Novel Targeted Therapies for Rhabdomyosarcoma

Background
With the complete sequencing of nearly 1,000 pediatric cancer genomes, several major pediatric cancer centers are launching clinical genomics protocols to report "druggable" mutations will be reported to families and physicians. The major challenge we face today is identifying the most appropriate molecular targeted therapeutics based on the genetic lesions in a patient's tumor. In some cases, individual tumors will have multiple druggable mutations and there are no data available to help patients, their families or physicians select the most appropriate therapy. In other cases, one particular pathway may be deregulated but there may be dozens of therapeutics that are in clinical development to target that pathway.

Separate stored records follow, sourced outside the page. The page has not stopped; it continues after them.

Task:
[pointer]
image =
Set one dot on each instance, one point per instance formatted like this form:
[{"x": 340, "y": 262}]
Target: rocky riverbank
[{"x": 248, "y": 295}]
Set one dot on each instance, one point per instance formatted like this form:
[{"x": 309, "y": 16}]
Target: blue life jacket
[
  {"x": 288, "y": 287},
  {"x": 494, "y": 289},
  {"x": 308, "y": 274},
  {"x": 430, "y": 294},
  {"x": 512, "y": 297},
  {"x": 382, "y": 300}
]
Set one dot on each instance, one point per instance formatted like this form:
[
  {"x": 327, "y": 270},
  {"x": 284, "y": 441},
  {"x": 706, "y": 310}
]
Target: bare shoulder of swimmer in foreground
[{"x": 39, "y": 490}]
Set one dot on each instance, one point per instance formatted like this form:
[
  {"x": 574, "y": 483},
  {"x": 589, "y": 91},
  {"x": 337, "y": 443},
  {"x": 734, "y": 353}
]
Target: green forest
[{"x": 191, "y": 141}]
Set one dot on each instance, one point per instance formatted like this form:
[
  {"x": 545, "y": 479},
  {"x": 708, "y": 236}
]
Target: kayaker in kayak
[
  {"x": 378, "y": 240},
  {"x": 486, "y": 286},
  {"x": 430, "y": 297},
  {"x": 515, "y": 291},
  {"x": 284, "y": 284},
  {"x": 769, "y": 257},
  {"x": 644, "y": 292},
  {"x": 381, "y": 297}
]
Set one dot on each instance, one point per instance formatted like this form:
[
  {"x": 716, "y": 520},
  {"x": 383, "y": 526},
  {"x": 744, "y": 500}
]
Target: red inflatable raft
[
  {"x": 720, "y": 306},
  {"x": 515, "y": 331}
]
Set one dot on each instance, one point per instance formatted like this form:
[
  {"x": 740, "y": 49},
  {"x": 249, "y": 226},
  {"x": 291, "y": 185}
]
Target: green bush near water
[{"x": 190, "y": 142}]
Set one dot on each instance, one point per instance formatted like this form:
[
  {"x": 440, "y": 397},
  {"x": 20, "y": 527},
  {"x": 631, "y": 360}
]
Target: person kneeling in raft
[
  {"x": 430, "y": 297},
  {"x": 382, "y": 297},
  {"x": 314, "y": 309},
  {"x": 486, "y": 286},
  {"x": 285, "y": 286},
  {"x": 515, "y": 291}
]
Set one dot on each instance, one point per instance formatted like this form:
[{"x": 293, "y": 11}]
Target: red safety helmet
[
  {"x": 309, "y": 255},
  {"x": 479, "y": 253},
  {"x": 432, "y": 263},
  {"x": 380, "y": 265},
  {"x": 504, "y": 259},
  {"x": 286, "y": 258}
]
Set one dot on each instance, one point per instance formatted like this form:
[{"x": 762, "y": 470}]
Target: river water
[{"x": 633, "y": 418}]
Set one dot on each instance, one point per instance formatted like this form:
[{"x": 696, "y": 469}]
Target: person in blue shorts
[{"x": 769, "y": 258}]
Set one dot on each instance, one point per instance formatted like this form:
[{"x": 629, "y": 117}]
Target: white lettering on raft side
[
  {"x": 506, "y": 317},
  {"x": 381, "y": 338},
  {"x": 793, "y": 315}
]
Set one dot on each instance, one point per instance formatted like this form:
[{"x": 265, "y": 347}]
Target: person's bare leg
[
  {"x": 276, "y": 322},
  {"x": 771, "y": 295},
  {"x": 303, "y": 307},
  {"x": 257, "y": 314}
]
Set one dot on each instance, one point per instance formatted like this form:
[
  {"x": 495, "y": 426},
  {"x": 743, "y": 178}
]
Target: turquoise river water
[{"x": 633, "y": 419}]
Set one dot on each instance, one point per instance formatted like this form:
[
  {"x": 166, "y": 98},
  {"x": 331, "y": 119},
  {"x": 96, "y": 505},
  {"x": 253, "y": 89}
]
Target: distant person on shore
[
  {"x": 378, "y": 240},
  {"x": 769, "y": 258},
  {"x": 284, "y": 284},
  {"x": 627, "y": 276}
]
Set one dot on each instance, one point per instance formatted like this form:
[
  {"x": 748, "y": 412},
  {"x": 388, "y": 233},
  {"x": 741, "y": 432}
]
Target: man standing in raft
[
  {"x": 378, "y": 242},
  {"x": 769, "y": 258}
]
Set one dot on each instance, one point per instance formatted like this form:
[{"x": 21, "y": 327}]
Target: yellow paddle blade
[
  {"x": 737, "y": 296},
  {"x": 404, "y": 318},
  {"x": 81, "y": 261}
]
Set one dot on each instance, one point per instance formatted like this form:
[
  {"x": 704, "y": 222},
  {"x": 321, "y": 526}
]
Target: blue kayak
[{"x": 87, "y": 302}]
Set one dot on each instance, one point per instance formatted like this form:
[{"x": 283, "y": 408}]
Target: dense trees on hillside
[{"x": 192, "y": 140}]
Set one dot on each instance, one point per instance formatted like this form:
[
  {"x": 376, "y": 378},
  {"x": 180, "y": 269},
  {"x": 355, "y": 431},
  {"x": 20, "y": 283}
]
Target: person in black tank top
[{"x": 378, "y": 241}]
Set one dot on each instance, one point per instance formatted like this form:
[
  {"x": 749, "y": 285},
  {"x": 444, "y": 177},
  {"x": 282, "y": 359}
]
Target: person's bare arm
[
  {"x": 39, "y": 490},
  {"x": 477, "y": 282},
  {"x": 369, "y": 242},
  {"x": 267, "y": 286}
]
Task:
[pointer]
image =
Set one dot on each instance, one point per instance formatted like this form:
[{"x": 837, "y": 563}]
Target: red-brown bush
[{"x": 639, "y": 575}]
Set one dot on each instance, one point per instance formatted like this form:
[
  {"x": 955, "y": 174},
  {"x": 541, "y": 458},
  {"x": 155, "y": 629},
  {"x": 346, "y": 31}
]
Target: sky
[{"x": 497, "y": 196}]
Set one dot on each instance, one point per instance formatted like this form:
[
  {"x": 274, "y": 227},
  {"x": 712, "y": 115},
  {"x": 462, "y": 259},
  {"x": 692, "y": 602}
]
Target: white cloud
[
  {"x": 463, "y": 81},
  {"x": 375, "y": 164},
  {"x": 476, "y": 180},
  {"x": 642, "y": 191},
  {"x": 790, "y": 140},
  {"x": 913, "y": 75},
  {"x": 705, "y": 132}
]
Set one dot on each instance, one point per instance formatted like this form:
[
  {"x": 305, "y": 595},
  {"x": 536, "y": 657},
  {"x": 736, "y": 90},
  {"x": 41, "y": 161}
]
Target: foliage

To gain a broad understanding of the actionable genetic lesions in pediatric solid tumors, we have performed genomic analysis of over 500 pediatric solid tumors. In parallel, we have developed a protocol to develop orthotopic xenografts of the patient's tumors that have been sequenced.

Project Goal
We have now developed orthotopic xenografts of every major pediatric solid tumor including retinoblastoma, osteosarcoma, neuroblastoma, Ewing sarcoma, adrenocortical carcinoma and rhabdomyosarcoma. We have performed comprehensive molecular, cellular, molecular and genomic characterization of these xenografts to validate their origins.

The goal of this research proposal is to determine if it is feasible to use rhabdomyosarcoma orthotopic xenografts to gain insight into the most appropriate treatment for individual patients based on the genetic lesions in their tumors.